To build a community, you need credibility with the target audience.
Few (if any) communities are created by outsiders to the topic.
If you're building a community from scratch, you need someone with deep knowledge, a great reputation, and many existing connections within that field. You need someone that knows who to approach, what to tell them, and will be listened to.
Every few weeks someone writes to claim the process isn't working. Their target audience isn't responding to their e-mails. Or, more likely, their target audience claims they're too busy to participate in the community.
If your e-mails don't receive a response (or not a positive response), it's because you're not seen as someone worth responding to.

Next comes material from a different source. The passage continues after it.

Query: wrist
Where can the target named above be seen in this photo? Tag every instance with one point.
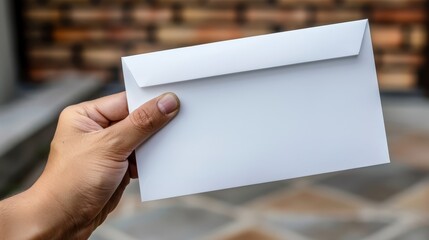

We get dozens, maybe hundreds, of e-mails a day. We scan our e-mail for the names we recognise, trust, or have value to us and respond to these first. If you're not one of these names, you need to become one of these names (or if you're an employer, hire one of these names).
In 2008, Seth Godin launched a thriving community in a matter of days. He had the preexisting credibility to do that. He had been blogging, writing books, and responding to every, single, e-mail for over a decade.
The greater your established body of work, speaking events, and other material within that sector, the more likely you will receive a positive response. This takes time. You can speed things up, but you can't cheat your way to this.
The CHIP method helps, but has to be understood as part of a long-term plan to build a community. It might take 6 months, possibly longer, to build the sort of credibility where people do respond to your e-mails in a positive way. Until you have that, it's going to be very hard to get that community started.
A lot of communities right now are failing because the community builder isn't establishing credibility, building connections, and acquiring the knowledge.